On GAA: It wasn't one of the highlights of the Congress weekend, and didn't attract enormous attention coming as it did in the course of a low-key presidential address, but Seán Kelly's comments on the Gaelic Players Association were none the less interesting.
"I am not 100 per cent sure we know or that they know themselves what their focus is, but it's quite clear that while they may or may not represent all players, players do not want anyone else to represent them either."
It was the GPA's turn to have its own annual conference last weekend and a couple of possible focuses emerged.
Most immediate publicity centred on the threats of Cork's Dónal Cusack - secretary of the association - that members might have to consider strike action - that is refusing to play with their counties - if more attention was not paid to players' grievances.
Given that Cusack was very much the Jim Larkin of the Cork hurlers' revolt three years ago, the threat wasn't to be dismissed lightly, but according to chief executive Dessie Farrell undue emphasis was laid on the comments at a time when the organisation actually feels that matters are moving along satisfactorily in discussions with Croke Park.
Farrell's own comments were also noteworthy on two fronts.
Firstly, he distanced the association from the battle for recognition, something that has caused resentment within the GPA over the past couple of years.
Secondly, he announced that the long-running attempt to secure financial support for Gaelic players was quite advanced along its most promising path to date.

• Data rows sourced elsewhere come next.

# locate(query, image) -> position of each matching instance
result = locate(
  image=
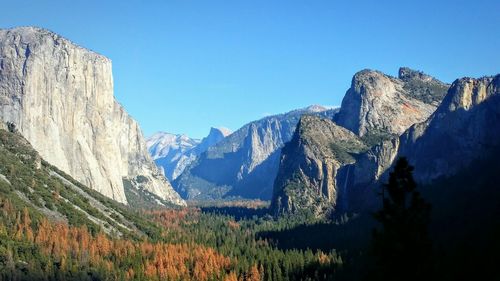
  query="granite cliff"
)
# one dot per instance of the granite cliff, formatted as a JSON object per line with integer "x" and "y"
{"x": 60, "y": 97}
{"x": 375, "y": 109}
{"x": 173, "y": 153}
{"x": 245, "y": 163}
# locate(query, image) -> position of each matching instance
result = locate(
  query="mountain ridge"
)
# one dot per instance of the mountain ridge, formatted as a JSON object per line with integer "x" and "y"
{"x": 60, "y": 97}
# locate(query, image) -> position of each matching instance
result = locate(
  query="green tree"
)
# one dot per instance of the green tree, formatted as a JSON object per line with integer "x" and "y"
{"x": 401, "y": 246}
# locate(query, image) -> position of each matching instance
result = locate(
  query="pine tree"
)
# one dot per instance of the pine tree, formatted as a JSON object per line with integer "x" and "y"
{"x": 402, "y": 248}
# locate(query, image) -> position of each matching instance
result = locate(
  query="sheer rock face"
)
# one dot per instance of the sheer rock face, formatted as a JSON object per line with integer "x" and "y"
{"x": 173, "y": 153}
{"x": 380, "y": 103}
{"x": 309, "y": 166}
{"x": 60, "y": 96}
{"x": 376, "y": 109}
{"x": 244, "y": 163}
{"x": 464, "y": 127}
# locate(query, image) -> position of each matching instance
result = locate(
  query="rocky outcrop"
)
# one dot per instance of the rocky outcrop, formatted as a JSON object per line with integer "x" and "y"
{"x": 377, "y": 108}
{"x": 173, "y": 153}
{"x": 60, "y": 96}
{"x": 380, "y": 104}
{"x": 465, "y": 127}
{"x": 309, "y": 166}
{"x": 245, "y": 163}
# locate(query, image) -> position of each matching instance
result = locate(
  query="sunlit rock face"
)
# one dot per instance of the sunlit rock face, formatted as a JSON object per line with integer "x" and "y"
{"x": 245, "y": 163}
{"x": 325, "y": 160}
{"x": 173, "y": 152}
{"x": 60, "y": 96}
{"x": 309, "y": 166}
{"x": 378, "y": 103}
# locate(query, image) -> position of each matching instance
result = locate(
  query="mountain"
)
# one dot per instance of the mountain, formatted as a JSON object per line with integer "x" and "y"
{"x": 173, "y": 153}
{"x": 309, "y": 163}
{"x": 60, "y": 98}
{"x": 464, "y": 128}
{"x": 376, "y": 108}
{"x": 245, "y": 163}
{"x": 380, "y": 104}
{"x": 28, "y": 181}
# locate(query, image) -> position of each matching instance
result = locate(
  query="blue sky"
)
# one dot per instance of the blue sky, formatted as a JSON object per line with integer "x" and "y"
{"x": 184, "y": 66}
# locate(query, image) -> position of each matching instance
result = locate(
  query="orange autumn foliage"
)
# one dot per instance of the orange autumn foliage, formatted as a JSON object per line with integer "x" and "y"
{"x": 63, "y": 243}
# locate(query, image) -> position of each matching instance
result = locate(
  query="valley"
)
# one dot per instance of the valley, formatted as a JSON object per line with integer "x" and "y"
{"x": 405, "y": 169}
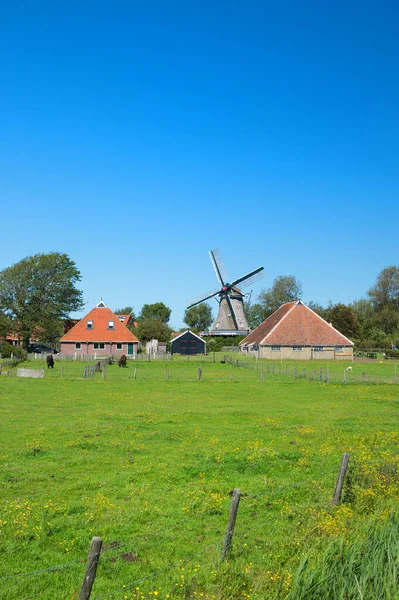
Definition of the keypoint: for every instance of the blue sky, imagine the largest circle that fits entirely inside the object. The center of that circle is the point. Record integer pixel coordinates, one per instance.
(135, 137)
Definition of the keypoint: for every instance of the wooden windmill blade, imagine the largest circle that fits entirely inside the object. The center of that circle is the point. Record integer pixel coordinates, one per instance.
(218, 265)
(249, 278)
(202, 298)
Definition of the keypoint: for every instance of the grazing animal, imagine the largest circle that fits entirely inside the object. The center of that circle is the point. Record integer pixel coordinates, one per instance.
(122, 360)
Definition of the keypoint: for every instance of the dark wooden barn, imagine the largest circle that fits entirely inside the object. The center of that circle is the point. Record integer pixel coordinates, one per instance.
(188, 342)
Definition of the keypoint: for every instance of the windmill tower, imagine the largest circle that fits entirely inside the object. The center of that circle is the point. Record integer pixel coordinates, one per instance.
(231, 318)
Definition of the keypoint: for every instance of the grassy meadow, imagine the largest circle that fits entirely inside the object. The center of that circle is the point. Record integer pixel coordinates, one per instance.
(149, 465)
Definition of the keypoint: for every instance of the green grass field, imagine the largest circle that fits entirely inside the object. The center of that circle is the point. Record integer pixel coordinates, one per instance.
(148, 465)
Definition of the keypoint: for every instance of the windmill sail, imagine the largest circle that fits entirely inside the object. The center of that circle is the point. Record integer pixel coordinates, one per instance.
(231, 318)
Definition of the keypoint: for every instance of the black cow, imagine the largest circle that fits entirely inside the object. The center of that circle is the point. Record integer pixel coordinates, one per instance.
(122, 360)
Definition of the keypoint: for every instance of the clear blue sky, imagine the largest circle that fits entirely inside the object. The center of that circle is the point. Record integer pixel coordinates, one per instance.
(137, 136)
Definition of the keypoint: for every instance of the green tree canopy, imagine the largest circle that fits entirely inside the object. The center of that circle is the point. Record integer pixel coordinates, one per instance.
(344, 318)
(39, 290)
(254, 314)
(385, 291)
(152, 329)
(285, 288)
(5, 325)
(199, 317)
(155, 311)
(127, 310)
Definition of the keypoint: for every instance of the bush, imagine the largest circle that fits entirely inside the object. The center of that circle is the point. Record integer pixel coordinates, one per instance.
(7, 349)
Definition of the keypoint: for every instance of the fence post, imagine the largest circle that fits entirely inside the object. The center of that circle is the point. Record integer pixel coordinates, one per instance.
(91, 568)
(340, 479)
(231, 522)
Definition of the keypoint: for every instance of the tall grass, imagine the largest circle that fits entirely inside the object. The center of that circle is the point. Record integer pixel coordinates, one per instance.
(363, 568)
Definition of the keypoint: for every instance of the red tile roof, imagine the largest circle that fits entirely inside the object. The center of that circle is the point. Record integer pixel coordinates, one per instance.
(100, 332)
(295, 324)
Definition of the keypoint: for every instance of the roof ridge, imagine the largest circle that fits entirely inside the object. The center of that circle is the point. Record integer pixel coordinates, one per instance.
(329, 324)
(187, 331)
(279, 321)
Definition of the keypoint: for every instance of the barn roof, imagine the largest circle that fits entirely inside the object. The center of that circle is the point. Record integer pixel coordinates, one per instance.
(176, 335)
(99, 331)
(295, 324)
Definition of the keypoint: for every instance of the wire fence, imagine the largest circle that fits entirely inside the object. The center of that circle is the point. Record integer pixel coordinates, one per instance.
(138, 548)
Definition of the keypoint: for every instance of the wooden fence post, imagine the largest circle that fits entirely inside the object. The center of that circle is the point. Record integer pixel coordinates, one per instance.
(340, 479)
(91, 568)
(231, 522)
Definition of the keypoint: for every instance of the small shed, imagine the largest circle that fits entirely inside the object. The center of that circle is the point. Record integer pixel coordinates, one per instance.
(188, 342)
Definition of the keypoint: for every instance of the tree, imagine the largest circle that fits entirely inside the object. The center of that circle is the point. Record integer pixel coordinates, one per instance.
(385, 292)
(39, 290)
(153, 329)
(318, 308)
(199, 317)
(384, 299)
(343, 318)
(155, 311)
(127, 310)
(5, 326)
(254, 314)
(285, 288)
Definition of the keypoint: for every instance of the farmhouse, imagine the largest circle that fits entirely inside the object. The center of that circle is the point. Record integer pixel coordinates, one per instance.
(100, 332)
(295, 331)
(187, 342)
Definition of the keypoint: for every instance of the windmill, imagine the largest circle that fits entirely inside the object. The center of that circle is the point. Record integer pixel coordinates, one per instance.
(231, 318)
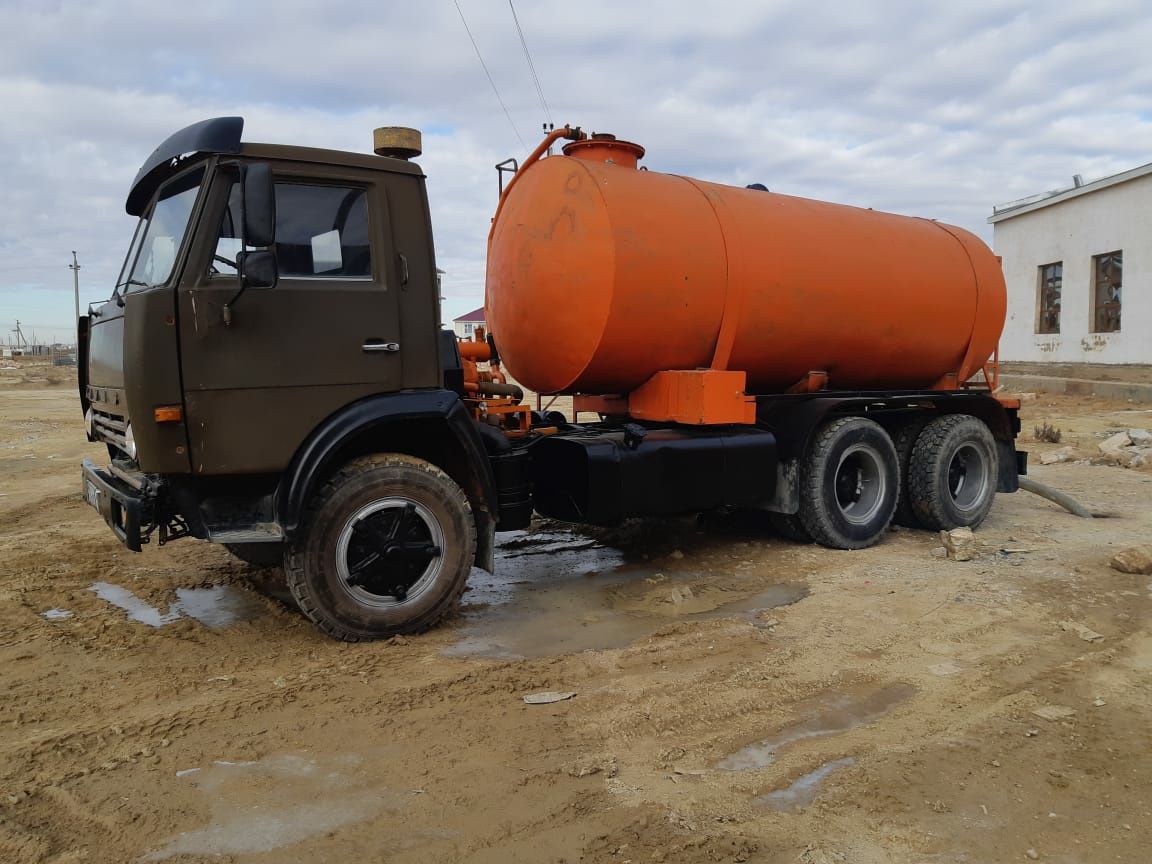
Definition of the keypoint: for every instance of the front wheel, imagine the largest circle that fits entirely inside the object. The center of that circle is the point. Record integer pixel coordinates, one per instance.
(850, 482)
(386, 548)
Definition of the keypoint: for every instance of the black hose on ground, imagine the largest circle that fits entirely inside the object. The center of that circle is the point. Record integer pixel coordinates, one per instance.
(1058, 498)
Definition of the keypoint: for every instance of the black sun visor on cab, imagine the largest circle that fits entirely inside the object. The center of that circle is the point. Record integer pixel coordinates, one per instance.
(218, 135)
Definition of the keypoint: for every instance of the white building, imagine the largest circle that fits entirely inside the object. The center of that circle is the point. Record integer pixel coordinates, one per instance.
(1078, 267)
(467, 324)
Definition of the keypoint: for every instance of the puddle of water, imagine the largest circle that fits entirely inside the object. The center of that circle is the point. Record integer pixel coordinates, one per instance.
(217, 606)
(257, 806)
(803, 790)
(559, 592)
(836, 714)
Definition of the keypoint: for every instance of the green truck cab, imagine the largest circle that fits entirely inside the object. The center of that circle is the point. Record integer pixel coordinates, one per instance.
(275, 327)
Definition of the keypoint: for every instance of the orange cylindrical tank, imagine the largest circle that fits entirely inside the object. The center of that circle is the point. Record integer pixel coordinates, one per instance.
(600, 275)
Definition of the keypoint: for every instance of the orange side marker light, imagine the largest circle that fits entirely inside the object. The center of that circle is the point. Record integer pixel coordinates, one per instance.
(168, 414)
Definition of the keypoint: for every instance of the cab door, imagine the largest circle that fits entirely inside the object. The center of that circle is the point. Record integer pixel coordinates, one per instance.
(326, 335)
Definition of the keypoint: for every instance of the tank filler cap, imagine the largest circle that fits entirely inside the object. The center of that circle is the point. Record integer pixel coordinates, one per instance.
(607, 149)
(398, 142)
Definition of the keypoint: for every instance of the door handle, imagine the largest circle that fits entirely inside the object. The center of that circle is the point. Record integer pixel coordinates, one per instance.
(374, 345)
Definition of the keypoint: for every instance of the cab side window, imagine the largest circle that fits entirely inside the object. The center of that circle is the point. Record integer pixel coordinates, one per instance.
(321, 232)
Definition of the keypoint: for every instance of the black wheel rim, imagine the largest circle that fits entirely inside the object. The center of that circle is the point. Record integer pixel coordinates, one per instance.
(859, 484)
(389, 552)
(968, 477)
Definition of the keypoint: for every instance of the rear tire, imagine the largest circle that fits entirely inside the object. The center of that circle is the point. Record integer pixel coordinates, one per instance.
(849, 484)
(386, 548)
(952, 479)
(258, 554)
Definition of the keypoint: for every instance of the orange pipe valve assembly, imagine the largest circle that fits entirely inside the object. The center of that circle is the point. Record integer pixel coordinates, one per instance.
(682, 296)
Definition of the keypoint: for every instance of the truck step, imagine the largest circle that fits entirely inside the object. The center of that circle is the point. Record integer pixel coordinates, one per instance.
(258, 532)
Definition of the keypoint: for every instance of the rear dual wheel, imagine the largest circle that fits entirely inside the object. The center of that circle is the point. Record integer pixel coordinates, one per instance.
(952, 474)
(849, 484)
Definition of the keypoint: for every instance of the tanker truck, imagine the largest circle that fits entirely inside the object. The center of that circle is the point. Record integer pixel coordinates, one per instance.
(270, 371)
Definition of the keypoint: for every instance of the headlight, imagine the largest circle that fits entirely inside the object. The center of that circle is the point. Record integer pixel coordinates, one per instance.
(130, 441)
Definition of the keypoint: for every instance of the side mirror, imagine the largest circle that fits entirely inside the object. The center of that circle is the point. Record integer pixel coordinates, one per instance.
(258, 205)
(258, 268)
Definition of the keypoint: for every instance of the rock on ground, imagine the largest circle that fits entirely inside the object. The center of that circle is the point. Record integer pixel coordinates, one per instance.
(1135, 559)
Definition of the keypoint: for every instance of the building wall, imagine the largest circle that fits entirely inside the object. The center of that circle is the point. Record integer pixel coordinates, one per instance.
(463, 330)
(1073, 232)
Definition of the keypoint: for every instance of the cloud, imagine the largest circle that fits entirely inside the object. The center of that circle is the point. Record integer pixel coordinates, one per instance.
(903, 106)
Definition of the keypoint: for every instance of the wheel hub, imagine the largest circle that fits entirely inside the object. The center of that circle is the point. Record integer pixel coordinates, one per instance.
(967, 476)
(859, 484)
(389, 552)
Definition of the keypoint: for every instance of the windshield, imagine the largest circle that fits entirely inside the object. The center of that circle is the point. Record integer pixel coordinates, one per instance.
(158, 235)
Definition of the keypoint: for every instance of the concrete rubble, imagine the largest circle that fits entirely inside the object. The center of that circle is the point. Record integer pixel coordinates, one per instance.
(1135, 559)
(960, 544)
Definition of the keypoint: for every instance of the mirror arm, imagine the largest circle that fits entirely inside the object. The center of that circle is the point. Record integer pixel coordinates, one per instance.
(243, 245)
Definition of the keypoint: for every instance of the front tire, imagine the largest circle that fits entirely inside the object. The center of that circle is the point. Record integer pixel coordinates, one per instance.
(386, 548)
(952, 478)
(849, 484)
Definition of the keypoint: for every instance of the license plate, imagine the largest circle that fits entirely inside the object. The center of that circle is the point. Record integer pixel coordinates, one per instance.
(92, 494)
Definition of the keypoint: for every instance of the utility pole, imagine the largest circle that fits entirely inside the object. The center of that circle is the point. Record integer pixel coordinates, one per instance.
(75, 268)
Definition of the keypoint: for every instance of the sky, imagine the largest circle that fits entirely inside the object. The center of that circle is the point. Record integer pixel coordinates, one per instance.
(933, 110)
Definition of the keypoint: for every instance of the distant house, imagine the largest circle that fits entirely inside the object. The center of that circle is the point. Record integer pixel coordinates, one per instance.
(467, 324)
(1078, 267)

The idea that all intercounty panellists would receive annual grants of €2,000 is quite advanced and has a better chance of becoming a reality than previous initiatives such as the tax credit.
The proposal goes before Central Council for its approval and there's little reason to suppose that it won't get it - particularly given that public funds rather than Croke Park's are at stake.
Pitched as recognition of the cultural and heritage values of Gaelic games, the grants would hardly breach the flexible guidelines on amateurism any more than scholarships and endorsement money even if by strict definition it looks like pay for play.
Farrell correctly identified that the recognition issue was fast becoming an irrelevance. That the GAA sit down - however long it took - and discuss player issues with the GPA is de facto recognition and anyway, as Farrell pointed out, the most important validation for the association is that of the membership, which is claimed at around 1,400.
Representation is a different matter. For the past two years there has been no players' representative on Central Council. At the end of Seán McCague's term of office, the appointment of Jarlath Burns as chair of the official Players Committee also lapsed. In the interim no players have been willing to accept nomination to a successor body.
Although he had officially abandoned his quest for a new players' committee almost exactly 12 months ago, as recently as last November Seán Kelly was still looking. At the post-match dinner in Paris on the occasion of the Railway Cup final the president cast an almost despairing net for any stray players who might want to be involved in an "approved" body.
You don't have to take the GPA's membership figure at face value to understand that the organisation is the only game in town. The fact that no one wants to cut across its wishes is further evidence as is the fact that so far any dissidents on the public record have come from slightly maverick perspectives - that they personally haven't been benefiting from the GPA.
In other words there is no evidence that significant numbers players are uneasy with the GPA on the grounds that it threatens the traditional ecosystem of Gaelic games.
That's not to say that such views of the organisation don't exist within the GAA. Many officials bridle - some on and some off the record - at any mention of the GPA and its activities. But Kelly has been right to keep communications open and as cordial as possible.
At the same time Kelly's predecessor, McCague, was being strictly logical when he questioned the GPA's desire to be represented on Central Council.
"I'm at a loss that they want to keep their independence and yet they want to be on Central Council," he said in January 2003 in response to a decision of the GPA agm.
"You can't be outside the tent and inside the tent at the same time. But I wasn't at the meeting so I'm not aware of the thinking behind it."
The thinking behind it is Central Council provides the most effective platform for pressing players' issues. Opposition to the idea has been expressed along the lines that players are members of the GAA, but have no special privileges as regards representation - yet that's an argument already debunked by Burns's presence on the council up until 2003.
Anyway it's ostrich time to try to maintain that intercounty players and their activities are somehow on a par with all other members or even all other playing members.
As a great national organisation the GAA is sustained by voluntary effort, which is given by thousands in a recreational capacity.
The demands on intercounty players long since passed the point at which they could be considered in any way recreational, involving as they do the complete restructuring of their social lives and in some cases the putting on hold of their careers.
These escalating demands have been largely in the interests of the GAA's senior competitions, now expanded beyond historical recognition and providing the centrepiece of the association's promotional and marketing efforts.
It's not necessary to start a fight over amateurism to uphold the view that the players at the sharp end of these developments have a different role within the GAA to the ordinary membership.
Players are well aware of this and any notion that the GPA would somehow slip away as its predecessor organisations had done must have evaporated by now.
To paraphrase Kelly's comments to Congress: you may not like or understand the GPA but you'll have to live with them.